On 11-09-19 12:57 PM, Brion Vibber wrote:
On Mon, Sep 19, 2011 at 12:53 PM, Asher Feldman
<afeldman(a)wikimedia.org>wrote;wrote:
Since the primary use case here seems to be
offline analysis and it may not
be of much interest to mediawiki users outside of wmf, can we store the
checksums in new tables (i.e. revision_sha1) instead of running large
alters, and implement the code to generate checksums on new edits via an
extension?
Checksums for most old revs can be generated offline and populated before
the extension goes live. Since nothing will be using the new table yet,
there'd be no issues with things like gap lock contention on the revision
table from mass populating it.
That's probably the simplest solution; adding a new empty table will be very
quick. It may make it slower to use the field though, depending on what all
uses/exposes it.
During stub dump generation for instance this would need to add a left outer
join on the other table, and add things to the dump output (and also needs
an update to the XML schema for the dump format).
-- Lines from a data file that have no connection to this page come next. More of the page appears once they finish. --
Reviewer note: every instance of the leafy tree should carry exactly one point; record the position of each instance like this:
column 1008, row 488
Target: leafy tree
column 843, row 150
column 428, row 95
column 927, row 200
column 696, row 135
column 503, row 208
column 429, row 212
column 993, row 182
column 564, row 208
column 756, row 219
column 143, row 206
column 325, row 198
This would then need to be
preserved through subsequent dump passes as well.
-- brion
Revision is going to need to either make a JOIN whenever it grabs
revision info, or make an additional db query whenever someone does use
the checksum.
Btw, instead of having Revision return a checksum string and needing to
check what type it is with a second method (best to program generically
in case we do switch checksum types) how about we return an instance of
a simple SHA1 wrapper class. We can have a MD5 one too and use a simple
descriptive method instead of having to manually use wfBaseConvert with
the right args when you want something good for filesystem use.
~Daniel Friesen (Dantman, Nadir-Seen-Fire) [
http://daniel.friesen.name]